What story is your facility telling? Part 2

Author: 
Christin Baker

If you remember from the last blog post on Storytelling I outlined a three-act structure script. 

If you were to pick up a screenwriting book, it would break down a script into three acts and describe what needs to happen to your main character(s) in each act. You can find it in every movie you’ve watched. It is known as a formula, and it works.

Act 1 - Set up: Introduction of the hero, the main characters, the situation they are in and the struggles they might encounter.

Act 2 - Confrontation:  The hero encounters an obstacle that prevents him/her from achieving their goal.  The hero(s) will hit their “lowest point” or “point of change” in Act 2 and we as the audience feel the hurt and pain of their struggle and failure before they rise up in Act 3.

Act 3 - Resolution: The story reaches the most dramatic moment and the hero(s) goal is achieved.  

You can view almost anything through a three-act structure; including the first time someone walks into your facility, a swim lesson session, a soccer season, an annual campaign and even your employees' purpose for their work. 

For a practical example, we will use the natural three-act structure that comes from a Summer Camp experience. 

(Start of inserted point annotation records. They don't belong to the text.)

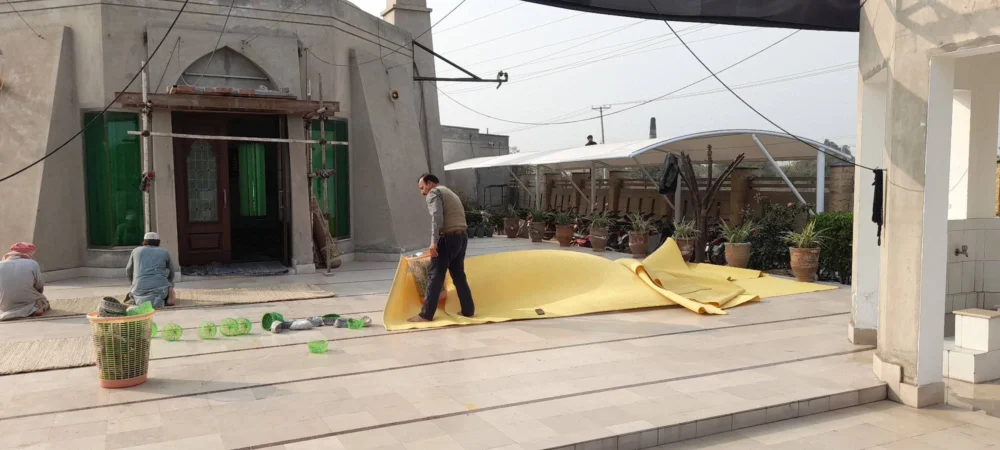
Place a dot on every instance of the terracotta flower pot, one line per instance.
(598, 239)
(536, 231)
(687, 247)
(638, 244)
(511, 227)
(805, 263)
(737, 255)
(564, 234)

Act 1 - Set up: Introduction of the hero, the main characters, the situation they are in and the struggles they might encounter.

The arrival of the campers, the introduction of Counselors and organizing the campers into groups or cabins.  

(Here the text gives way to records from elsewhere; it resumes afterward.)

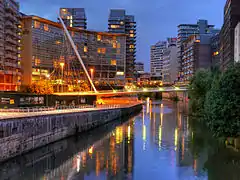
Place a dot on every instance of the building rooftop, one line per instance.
(56, 24)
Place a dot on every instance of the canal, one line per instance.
(162, 142)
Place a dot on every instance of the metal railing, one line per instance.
(58, 108)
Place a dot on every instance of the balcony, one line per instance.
(8, 23)
(10, 40)
(10, 32)
(10, 16)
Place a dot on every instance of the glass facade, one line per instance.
(52, 54)
(10, 40)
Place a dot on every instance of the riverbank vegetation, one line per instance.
(215, 100)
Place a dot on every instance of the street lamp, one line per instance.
(91, 71)
(62, 66)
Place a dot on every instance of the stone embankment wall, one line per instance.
(18, 136)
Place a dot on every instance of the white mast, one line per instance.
(77, 54)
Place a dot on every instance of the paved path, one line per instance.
(11, 115)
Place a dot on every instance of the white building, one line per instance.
(170, 64)
(157, 51)
(237, 44)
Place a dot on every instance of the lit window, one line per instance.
(85, 49)
(216, 53)
(114, 26)
(101, 50)
(37, 62)
(99, 37)
(120, 73)
(45, 27)
(36, 24)
(119, 45)
(113, 62)
(58, 42)
(131, 46)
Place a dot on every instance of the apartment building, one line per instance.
(48, 54)
(196, 54)
(10, 40)
(74, 17)
(120, 22)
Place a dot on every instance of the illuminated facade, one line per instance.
(186, 30)
(170, 65)
(119, 22)
(196, 54)
(237, 44)
(215, 45)
(74, 17)
(231, 19)
(10, 39)
(47, 54)
(156, 65)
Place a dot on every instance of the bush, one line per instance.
(199, 86)
(215, 97)
(222, 105)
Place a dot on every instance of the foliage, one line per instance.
(199, 86)
(216, 97)
(41, 87)
(81, 87)
(222, 106)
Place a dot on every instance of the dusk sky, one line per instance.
(156, 19)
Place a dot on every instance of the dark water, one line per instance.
(160, 143)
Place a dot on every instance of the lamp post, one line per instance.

Act 2 - Confrontation: The hero encounters an obstacle that prevents him/her from achieving their goal.  The hero(s) will hit their “lowest point” or “point of change” in Act 2 and we as the audience feel the hurt and pain of their struggle and failure before they rise up in Act 3.

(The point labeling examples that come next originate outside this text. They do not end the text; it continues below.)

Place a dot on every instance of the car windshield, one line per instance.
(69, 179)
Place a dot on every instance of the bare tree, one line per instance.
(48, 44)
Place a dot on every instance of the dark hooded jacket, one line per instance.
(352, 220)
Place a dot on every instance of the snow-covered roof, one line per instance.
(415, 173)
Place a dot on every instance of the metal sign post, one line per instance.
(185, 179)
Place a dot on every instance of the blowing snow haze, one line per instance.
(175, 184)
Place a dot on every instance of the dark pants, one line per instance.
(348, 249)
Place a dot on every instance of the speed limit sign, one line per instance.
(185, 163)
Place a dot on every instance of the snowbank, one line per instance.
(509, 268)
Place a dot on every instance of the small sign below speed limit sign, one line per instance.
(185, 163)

Campers are trying something new; archery, horseback riding or other activities that might get them to move outside of their comfort zone.  Their ultimate goal is to learn a certain skill at the end of the week and now they come to that part where they are struggling to do this.   When learning a task or trying something they fail at before they succeed,  the camper feels far away from their goal.  Never fear though, in the end, the hero always wins.

Act 3 - Resolution: The story reaches the most dramatic moment and the hero(s) goal is achieved.  

At some point towards the end of the camping experience, there is a special campfire or a special tribute given to each camper for achieving a new skill or rising to a new level.  The camper leaves camp with a stronger sense of self and self-confidence they can carry throughout the year.  

Because Summer camps tend to be away from the hustle and bustle of regular life it is a program that lends itself towards a classic three-act structure.  I believe that many programs could be thought of in that and then the program directors can be intentional how they treat the participants like the hero of their story.  A program like Swim Lessons is a great example.  Take a moment and think about how a child new to swim lessons has an introduction and a difficult or scary part of the lesson but then gains confidence at the end.  

How can your program enhance the experienc of each child by enhancing the three act structure?